This year’s religious holiday season has three major religions celebrating three major holidays all at the same time.

Easter, Passover and Ramadan rarely all fall in the same calendar space.

This year is different than many years past.

We all know Easter marks the crucifixion of Jesus Christ and his resurrection.

Many are aware of the Jewish Passover, which marks the deliverance of the Jewish people from centuries of slavery in ancient Egypt.

Ramadan is the Moslem holiday marking the ninth month of the Islamic calendar, observed by Muslims worldwide as a month of fasting, prayer, reflection and community.

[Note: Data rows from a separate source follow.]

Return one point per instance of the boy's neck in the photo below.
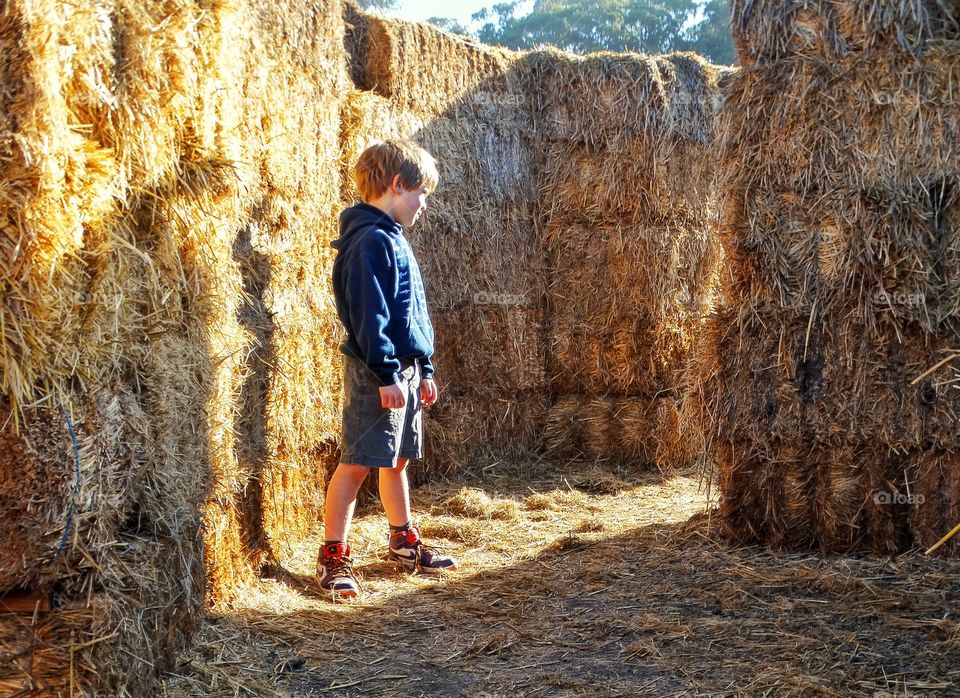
(386, 202)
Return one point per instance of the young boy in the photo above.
(388, 373)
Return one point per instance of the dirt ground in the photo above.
(576, 580)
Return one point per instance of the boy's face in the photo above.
(410, 204)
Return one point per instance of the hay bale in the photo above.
(933, 498)
(837, 181)
(418, 67)
(461, 429)
(161, 246)
(489, 348)
(769, 30)
(624, 431)
(477, 244)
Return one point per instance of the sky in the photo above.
(421, 10)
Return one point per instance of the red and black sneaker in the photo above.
(411, 555)
(335, 571)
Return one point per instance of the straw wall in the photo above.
(477, 245)
(161, 265)
(626, 208)
(830, 360)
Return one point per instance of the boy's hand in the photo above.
(428, 392)
(392, 397)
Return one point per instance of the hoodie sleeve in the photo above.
(371, 286)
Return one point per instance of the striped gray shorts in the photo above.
(372, 435)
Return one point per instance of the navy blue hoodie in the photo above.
(379, 294)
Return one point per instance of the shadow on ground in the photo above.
(660, 609)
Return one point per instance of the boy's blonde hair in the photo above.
(381, 162)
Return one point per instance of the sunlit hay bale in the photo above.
(420, 68)
(640, 356)
(540, 502)
(772, 29)
(365, 118)
(898, 129)
(840, 500)
(466, 427)
(477, 504)
(58, 179)
(288, 265)
(581, 183)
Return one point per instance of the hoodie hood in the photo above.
(362, 217)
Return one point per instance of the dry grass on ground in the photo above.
(579, 581)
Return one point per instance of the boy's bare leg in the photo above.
(395, 493)
(341, 499)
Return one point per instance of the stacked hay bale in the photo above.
(154, 181)
(626, 211)
(483, 266)
(828, 376)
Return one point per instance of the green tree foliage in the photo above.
(584, 26)
(711, 36)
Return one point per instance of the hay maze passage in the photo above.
(640, 264)
(584, 581)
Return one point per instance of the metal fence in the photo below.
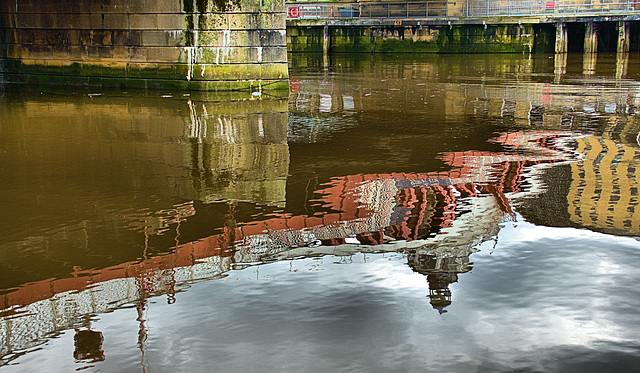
(468, 8)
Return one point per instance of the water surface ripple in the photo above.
(393, 213)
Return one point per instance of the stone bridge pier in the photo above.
(157, 44)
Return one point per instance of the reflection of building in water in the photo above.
(604, 186)
(439, 218)
(238, 154)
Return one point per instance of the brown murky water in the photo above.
(393, 213)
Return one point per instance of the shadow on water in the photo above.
(117, 198)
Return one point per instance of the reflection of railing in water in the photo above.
(604, 186)
(522, 103)
(416, 209)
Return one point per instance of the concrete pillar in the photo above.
(622, 63)
(561, 37)
(590, 38)
(623, 37)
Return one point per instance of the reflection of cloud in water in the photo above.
(439, 218)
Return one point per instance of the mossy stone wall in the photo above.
(186, 44)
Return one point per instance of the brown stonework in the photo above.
(197, 42)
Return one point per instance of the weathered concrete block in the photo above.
(163, 54)
(188, 44)
(143, 21)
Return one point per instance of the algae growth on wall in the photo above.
(164, 44)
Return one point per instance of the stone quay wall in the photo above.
(155, 44)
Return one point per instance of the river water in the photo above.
(388, 213)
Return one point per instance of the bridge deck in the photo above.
(460, 12)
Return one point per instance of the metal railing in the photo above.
(468, 8)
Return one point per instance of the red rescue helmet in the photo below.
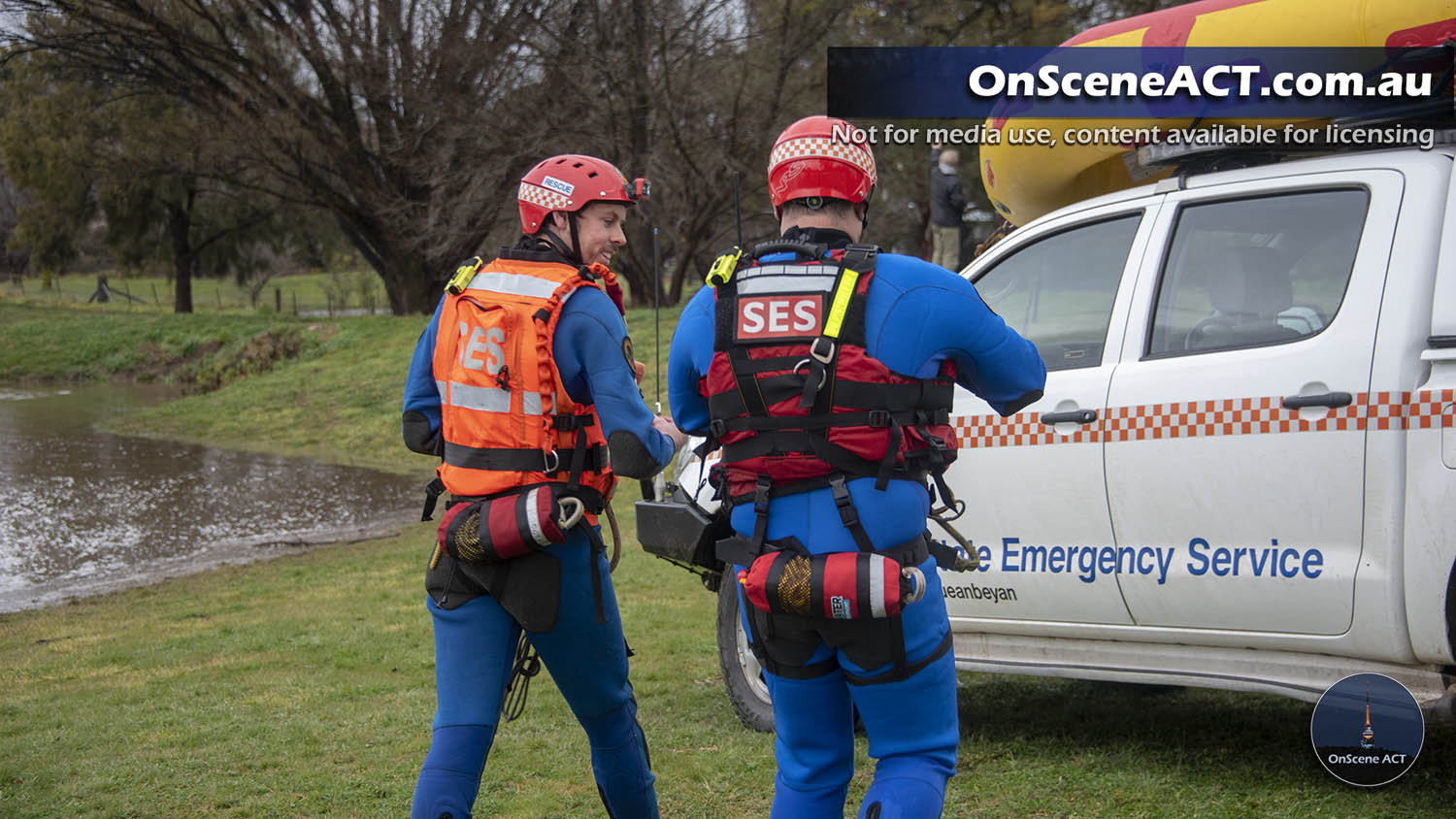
(820, 156)
(570, 182)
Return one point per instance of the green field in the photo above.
(322, 294)
(303, 685)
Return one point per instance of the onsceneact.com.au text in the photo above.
(1213, 81)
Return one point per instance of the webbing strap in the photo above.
(847, 513)
(902, 670)
(760, 510)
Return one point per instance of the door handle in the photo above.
(1074, 416)
(1321, 401)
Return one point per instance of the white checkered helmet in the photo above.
(820, 157)
(571, 182)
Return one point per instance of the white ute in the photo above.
(1242, 473)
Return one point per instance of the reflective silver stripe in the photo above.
(533, 518)
(488, 399)
(514, 284)
(785, 278)
(877, 585)
(485, 399)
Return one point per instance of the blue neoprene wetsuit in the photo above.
(916, 316)
(477, 638)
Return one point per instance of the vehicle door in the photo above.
(1036, 505)
(1235, 426)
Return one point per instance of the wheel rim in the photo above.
(748, 664)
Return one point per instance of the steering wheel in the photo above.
(1206, 326)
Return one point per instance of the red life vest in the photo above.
(791, 390)
(506, 416)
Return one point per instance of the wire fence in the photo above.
(306, 294)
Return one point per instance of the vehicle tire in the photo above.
(743, 676)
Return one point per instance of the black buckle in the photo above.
(846, 505)
(760, 495)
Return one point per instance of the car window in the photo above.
(1057, 291)
(1254, 273)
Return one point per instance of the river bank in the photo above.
(303, 685)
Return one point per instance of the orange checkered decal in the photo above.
(823, 147)
(1202, 419)
(544, 197)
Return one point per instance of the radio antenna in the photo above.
(737, 207)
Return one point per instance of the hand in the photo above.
(666, 426)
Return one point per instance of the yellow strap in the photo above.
(836, 313)
(463, 276)
(724, 268)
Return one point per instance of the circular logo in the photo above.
(1368, 729)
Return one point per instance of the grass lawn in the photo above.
(303, 685)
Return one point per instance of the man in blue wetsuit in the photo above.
(523, 384)
(824, 369)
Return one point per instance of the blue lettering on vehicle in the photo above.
(1205, 560)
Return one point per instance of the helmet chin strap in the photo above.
(571, 253)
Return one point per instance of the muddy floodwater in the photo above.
(86, 512)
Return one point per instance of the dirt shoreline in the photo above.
(206, 559)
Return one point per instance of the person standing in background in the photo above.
(946, 203)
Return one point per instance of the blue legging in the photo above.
(475, 646)
(911, 728)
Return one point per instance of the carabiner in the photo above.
(806, 363)
(571, 518)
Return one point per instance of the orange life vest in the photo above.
(506, 416)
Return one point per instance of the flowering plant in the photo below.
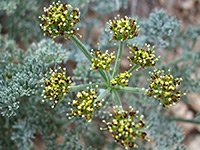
(60, 19)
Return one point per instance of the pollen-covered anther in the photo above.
(164, 88)
(123, 28)
(121, 79)
(56, 85)
(102, 60)
(86, 104)
(60, 19)
(144, 56)
(126, 127)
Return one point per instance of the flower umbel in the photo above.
(56, 85)
(123, 28)
(126, 128)
(102, 60)
(85, 105)
(164, 88)
(121, 79)
(144, 56)
(60, 19)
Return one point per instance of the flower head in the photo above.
(164, 88)
(60, 19)
(123, 28)
(86, 104)
(121, 79)
(126, 127)
(102, 60)
(56, 85)
(144, 56)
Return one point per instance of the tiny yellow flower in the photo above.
(56, 85)
(164, 88)
(144, 56)
(123, 28)
(60, 19)
(121, 79)
(102, 60)
(127, 128)
(85, 105)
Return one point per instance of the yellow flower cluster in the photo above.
(164, 88)
(60, 19)
(102, 61)
(123, 28)
(85, 105)
(121, 79)
(126, 128)
(144, 56)
(56, 85)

From Jesus we are persuaded that God is the loving father of all life, as incapable of showing favour as the universal sun. In the parable of the laborers, Jesus tells us that all men were brothers – sinners alike and beloved sons alike – of this divine father.

All whom God takes unto the kingdom, he taught, God serves alike; there is no distinction in his treatment, because there is no measure to his bounty.

It is clear that his teaching condemned all the gradations of the economic system, all private wealth and personal advantages.

All men belonged to the kingdom; all their possessions belonged to the kingdom; the righteous life for all men, the only righteous life, was the service of God’s will with all that we had, with all that we were. How hard it is for them that trust in riches to enter the kingdom of God, Jesus said.

“It is easier for a camel to go through the eye of a needle, than for a rich man to enter into the kingdom of God.”

The Jewish Passover embodies freedom from slavery.

It requires the retelling of the story of the Jews fleeing Egypt, of the Red Sea opening up, and then of the 40 years in the dessert eating unleavened bread and wandering, ultimately, to the far ends of the earth.

The Jews are around a good 2,000 years before the birth and death of Jesus.

The monotheistic God is born of the Jews, and Jewish thinking and prayers throughout the ions of time, glorify and sanctify God.

The years of slavery in Egypt represent the most bitter of experiences and of times for the Jewish people.

The release from slavery of the Jews is recalled with joyousness, feasting, and prayers praising God from Passover to Passover almost since the beginning of recorded history.

How ironic it is that Jesus’s last supper was a seder dinner. Jesus, of course, was a Jew.

As the Jewish people pray together during the mornings of the Passover they always recite this prayer:

“Magnified and sanctified be his great Name in the world which he hath created according to his will. May he establish his kingdom in your lifetime and in your days, and in the lifetime of all the house of Israel…Blessed, praised, glorified, exalted, extolled and honored, adored and lauded be the Name of the Holy One, blessed be he, beyond, yea, beyond all blessings and hymns praises and songs, which are uttered in the world; and say ye, Amen.”

Ramadan is a commemoration of Muhammad’s first revelation. The annual observance of this holiday is regarded as one of the Five Pillars of Islam.

It lasts 29-30 days. From one sighting of the crescent moon to the next.

Fasting from dawn until sunset is an obligation for all adult Muslims.

Suhur is the pre-dawn morning meal. Iftar is the evening feast that brakes the fast.

All forms of sinful behavior are to be dropped entirely. Muslims are to devote themselves to prayer (slat) and study the Quran.

Ramadan was founded during the earliest part of the 7th Century AD.

Ramadan as we have come to know it teaches Muslims to practice self-discipline, self-control, sacrifice and empathy for those who are less fortunate.

It is about fostering generosity and compulsory charity.

A famous prayer from the Quran recited on Ramadan at the end of the day of fasting goes like this: “Oh Allah! I fasted for you and I believe in You and I put my trust in You and I break my fast with Your sustenance.”

All three of these major holidays are intended to exalt humankind, to recall the history and the joy of giving oneself to their religion and to their God, and with that, we wish all our readers a very happy holiday!